– Ночь, – сказала Безликая. – Даю тебе ночь. Но на рассвете кто-то уйдёт со мной. Навсегда. Кто именно – решать тебе.
Глава тридцать восьмая
Милда и Горий пришли, когда Безликая уже исчезла. Вереск испытывала странное чувство: знакомые лица, чужие имена...
Светловолосая медсестра называла дородную служанку Людмилой Даниловной, а старика-лакея – Григорием Юрьевичем.
Они… его родители! – с удивлением осознала Вереск, когда Милда, всхлипнув, обняла её двойника. – Родители Ладимира! Но… как же… Почему тогда…
– Крепитесь, – строго сказала блондинка, и Милда подняла на неё красные от слёз глаза. – Вы должны быть сильной. Мы все должны верить в лучшее.
Старушка забормотала что-то нечленораздельное, давясь рыданиями. Медсестра принялась её успокаивать, а Горий мрачной тенью стоял у постели Ладимира, спящего беспробудным сном.
– Знаешь, Вер. – Милда промокнула слёзы бумажной салфеткой. – Мы ведь Дашу из приюта совсем малышкой взяли, а Вовку усыновили, когда ему уже одиннадцать сравнялось. Он и родных отца с матерью хорошо помнил. Они богатые были, родители его, а мы с Гришей…
Губы старушки снова предательски задрожали, и блондинка взяла её за руку.
– Вы подарили ему семью, – прошептала медсестра. – Свою любовь. Тепло и заботу. А это – самое главное.
– Он наш сын, Вера, понимаешь? – Вереск могла физически ощутить боль, терзающее сердце старой служанки. – Наш сын!

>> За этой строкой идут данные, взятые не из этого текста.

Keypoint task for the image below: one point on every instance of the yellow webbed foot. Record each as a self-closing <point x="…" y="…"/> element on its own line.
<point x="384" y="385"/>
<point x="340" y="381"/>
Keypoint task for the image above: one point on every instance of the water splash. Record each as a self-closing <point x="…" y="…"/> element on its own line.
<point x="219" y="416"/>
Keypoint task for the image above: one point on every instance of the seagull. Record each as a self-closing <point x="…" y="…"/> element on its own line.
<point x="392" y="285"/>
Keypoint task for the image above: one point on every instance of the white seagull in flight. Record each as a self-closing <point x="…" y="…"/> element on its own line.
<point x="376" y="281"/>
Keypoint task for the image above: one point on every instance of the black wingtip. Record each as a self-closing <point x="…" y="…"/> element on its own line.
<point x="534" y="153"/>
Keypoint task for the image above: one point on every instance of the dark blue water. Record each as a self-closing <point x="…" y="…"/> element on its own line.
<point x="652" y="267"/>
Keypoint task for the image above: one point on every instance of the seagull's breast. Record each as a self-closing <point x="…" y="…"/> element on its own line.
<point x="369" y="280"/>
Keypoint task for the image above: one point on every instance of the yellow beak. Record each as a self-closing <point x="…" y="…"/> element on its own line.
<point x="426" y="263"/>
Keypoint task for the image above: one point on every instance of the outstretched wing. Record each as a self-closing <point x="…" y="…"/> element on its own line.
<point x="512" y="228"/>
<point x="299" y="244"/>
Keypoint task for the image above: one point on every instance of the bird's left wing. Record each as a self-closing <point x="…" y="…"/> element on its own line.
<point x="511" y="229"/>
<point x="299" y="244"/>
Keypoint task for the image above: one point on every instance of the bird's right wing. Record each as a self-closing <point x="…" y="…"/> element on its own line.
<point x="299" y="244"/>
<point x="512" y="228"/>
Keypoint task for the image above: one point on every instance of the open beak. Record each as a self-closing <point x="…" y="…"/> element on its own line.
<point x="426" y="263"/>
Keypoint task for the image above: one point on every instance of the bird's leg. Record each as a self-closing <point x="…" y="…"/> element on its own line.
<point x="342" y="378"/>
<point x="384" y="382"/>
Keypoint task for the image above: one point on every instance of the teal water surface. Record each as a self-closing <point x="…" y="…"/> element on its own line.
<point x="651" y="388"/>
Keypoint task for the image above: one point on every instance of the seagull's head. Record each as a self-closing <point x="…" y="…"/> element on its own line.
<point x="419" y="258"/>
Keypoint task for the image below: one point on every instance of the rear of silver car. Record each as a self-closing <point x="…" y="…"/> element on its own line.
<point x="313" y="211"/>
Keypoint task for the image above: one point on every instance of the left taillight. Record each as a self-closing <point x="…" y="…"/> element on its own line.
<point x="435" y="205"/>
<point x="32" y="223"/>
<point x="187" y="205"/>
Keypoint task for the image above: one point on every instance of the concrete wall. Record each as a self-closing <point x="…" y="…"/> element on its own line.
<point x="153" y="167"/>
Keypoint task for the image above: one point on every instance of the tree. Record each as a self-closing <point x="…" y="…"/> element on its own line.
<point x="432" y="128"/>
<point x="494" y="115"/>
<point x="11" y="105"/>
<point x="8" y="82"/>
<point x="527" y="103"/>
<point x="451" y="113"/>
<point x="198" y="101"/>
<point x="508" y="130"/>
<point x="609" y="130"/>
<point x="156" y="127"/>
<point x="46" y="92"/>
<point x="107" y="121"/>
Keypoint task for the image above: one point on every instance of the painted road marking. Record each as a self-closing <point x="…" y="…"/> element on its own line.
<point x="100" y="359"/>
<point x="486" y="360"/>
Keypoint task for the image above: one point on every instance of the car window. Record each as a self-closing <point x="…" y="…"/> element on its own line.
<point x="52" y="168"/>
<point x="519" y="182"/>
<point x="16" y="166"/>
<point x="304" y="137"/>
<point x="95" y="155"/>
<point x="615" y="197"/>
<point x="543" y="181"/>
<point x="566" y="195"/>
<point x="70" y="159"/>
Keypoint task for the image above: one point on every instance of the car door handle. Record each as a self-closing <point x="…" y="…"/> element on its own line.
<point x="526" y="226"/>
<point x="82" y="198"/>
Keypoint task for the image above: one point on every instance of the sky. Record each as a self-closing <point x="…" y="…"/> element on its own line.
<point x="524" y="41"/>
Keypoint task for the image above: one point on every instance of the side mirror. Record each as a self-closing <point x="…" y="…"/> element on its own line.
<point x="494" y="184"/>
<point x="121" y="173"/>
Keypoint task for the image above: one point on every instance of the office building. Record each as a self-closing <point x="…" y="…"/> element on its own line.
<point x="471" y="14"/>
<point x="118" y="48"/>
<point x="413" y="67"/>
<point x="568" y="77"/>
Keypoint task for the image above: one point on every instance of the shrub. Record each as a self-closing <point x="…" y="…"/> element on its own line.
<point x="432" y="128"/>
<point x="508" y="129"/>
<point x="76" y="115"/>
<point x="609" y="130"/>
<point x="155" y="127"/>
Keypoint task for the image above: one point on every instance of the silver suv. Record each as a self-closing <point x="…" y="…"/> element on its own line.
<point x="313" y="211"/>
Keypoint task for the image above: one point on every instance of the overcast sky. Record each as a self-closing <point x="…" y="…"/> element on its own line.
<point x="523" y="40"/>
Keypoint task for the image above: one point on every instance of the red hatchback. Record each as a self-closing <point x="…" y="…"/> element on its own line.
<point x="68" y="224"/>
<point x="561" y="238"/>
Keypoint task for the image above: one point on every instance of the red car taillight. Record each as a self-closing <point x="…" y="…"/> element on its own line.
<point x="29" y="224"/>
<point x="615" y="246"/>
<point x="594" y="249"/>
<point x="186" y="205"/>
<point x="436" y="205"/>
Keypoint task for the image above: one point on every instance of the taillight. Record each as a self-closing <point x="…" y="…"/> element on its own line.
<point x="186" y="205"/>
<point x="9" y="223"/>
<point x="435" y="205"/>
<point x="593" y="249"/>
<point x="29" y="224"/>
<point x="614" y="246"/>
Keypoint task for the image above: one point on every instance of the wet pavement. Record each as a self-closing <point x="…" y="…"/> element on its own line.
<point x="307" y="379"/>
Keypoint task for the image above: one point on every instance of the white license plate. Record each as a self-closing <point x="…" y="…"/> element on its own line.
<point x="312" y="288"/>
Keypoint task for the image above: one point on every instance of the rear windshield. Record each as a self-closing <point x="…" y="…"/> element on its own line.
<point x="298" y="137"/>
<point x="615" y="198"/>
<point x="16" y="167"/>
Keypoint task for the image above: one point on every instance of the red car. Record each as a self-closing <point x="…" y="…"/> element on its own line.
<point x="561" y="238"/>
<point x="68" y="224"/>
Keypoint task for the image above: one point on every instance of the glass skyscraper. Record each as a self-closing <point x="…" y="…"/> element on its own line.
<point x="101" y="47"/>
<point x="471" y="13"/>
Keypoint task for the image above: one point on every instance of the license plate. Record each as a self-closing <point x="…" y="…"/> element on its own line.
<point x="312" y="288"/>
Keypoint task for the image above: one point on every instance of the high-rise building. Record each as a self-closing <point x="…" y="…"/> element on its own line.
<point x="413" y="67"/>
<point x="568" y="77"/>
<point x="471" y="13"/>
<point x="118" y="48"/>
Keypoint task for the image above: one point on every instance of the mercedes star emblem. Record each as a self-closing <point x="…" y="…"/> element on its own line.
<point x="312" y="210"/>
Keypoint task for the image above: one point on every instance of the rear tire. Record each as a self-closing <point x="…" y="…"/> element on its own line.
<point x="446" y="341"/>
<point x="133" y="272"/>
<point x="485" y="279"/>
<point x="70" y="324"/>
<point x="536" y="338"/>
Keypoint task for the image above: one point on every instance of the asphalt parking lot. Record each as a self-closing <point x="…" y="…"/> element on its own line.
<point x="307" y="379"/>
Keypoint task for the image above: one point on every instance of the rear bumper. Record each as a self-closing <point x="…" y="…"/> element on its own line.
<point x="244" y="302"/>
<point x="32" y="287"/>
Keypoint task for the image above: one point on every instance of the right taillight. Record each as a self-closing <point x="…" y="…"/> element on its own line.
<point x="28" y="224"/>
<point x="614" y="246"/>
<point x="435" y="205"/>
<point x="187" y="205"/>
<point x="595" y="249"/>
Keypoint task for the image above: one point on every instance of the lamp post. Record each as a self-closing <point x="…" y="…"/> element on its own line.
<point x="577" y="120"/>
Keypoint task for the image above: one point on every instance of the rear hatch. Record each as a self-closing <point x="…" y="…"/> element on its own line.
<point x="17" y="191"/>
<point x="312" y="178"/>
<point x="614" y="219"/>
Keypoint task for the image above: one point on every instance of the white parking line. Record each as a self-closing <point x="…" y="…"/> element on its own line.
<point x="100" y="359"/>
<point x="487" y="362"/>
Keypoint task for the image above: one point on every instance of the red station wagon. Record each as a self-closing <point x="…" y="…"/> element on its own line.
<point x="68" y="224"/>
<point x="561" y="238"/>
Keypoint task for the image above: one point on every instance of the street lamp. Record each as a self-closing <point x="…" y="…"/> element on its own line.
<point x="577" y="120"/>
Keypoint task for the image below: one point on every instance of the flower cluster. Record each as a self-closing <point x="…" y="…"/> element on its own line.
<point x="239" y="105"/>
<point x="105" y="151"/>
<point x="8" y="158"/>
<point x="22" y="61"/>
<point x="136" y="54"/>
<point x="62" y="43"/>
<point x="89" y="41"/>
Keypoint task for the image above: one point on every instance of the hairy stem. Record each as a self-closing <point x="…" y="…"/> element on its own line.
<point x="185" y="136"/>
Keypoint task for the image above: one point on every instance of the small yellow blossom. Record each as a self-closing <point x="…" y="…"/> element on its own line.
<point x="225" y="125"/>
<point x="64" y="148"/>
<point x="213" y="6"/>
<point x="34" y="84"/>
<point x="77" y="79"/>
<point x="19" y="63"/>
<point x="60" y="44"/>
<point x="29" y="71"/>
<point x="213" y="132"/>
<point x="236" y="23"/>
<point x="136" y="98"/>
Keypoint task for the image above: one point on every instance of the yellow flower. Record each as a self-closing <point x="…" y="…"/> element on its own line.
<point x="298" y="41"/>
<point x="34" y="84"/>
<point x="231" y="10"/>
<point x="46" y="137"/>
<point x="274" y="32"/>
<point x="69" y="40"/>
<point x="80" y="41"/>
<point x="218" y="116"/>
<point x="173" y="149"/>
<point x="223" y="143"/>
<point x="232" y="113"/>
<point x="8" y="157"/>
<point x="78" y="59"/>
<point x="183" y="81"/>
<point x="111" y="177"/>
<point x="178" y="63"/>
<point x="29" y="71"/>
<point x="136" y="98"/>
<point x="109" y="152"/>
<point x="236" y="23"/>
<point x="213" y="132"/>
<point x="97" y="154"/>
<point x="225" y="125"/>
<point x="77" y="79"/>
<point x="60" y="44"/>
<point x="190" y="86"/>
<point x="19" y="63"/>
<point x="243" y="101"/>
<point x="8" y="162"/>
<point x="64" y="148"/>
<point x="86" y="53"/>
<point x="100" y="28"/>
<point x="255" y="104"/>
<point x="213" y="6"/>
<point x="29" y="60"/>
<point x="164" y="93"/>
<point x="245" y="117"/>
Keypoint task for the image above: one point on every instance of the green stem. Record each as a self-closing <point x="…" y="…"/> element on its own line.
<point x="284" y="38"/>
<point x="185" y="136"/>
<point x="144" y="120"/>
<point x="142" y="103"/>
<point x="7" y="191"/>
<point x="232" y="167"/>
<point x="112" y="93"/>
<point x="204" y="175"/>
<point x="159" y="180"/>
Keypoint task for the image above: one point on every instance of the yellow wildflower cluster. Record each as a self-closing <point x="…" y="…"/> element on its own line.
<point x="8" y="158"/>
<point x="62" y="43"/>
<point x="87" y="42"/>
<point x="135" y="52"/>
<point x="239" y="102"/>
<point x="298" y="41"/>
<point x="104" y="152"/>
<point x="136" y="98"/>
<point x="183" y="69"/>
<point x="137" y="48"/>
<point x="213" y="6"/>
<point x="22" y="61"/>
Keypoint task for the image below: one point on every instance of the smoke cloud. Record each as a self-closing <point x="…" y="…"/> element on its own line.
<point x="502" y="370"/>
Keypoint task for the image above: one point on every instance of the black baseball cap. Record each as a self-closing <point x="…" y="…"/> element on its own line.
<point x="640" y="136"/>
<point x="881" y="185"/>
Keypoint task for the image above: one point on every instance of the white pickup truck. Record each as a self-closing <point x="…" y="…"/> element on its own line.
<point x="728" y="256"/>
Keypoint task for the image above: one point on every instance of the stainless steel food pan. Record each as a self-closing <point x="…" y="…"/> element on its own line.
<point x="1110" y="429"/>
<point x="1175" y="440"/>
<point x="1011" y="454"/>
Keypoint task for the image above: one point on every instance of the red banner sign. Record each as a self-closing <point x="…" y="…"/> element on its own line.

Промозглый серый день, полный забот и суеты, превратился в холодный серый вечер. За окном лил дождь, и капли оставляли на стёклах мокрые дорожки. Ветер, завывая, срывал с деревьев последние листья. Милда, Горий и Дара давно ушли, и в палате осталась только та, чьё имя казалось таким чужим и знакомым одновременно: Вера Верескун.
Она – это я? – думала Вереск, рассматривая медсестру. – Или я – это она? Где грань, что нас разделяет?
– Ну как ты, герой? – спросила блондинка, усаживаясь на стул подле кровати. Её чуть хрипловатый голос звучал бодро, но под глазами залегли тёмные тени. Лицо осунулось, светлые пряди выбились из незамысловатой причёски. – Почитаем, что там Даша принесла?
Она вооружилась самодельным фолиантом, а Вереск опустилась на пол, готовая слушать…
– Паруса трещали, наполняясь ветром, – начала медсестра, и больничная палата, с её резкими запахами и раздражающим пиканьем приборов, исчезла. Перед глазами во всей красе встала Мейда, и Вереск снова увидела, как блестят аквамарином волны в Рассветной бухте, как солнце всходит над острыми скалами, рассыпая розовые блики по серым стенам старинного замка, почувствовала лёгкое прикосновение солёного бриза к щеке и ощутила неизмеримую тоску по зелёным просторам и синим лесам. Мейда… Славная Мейда. Благословенная Мейда.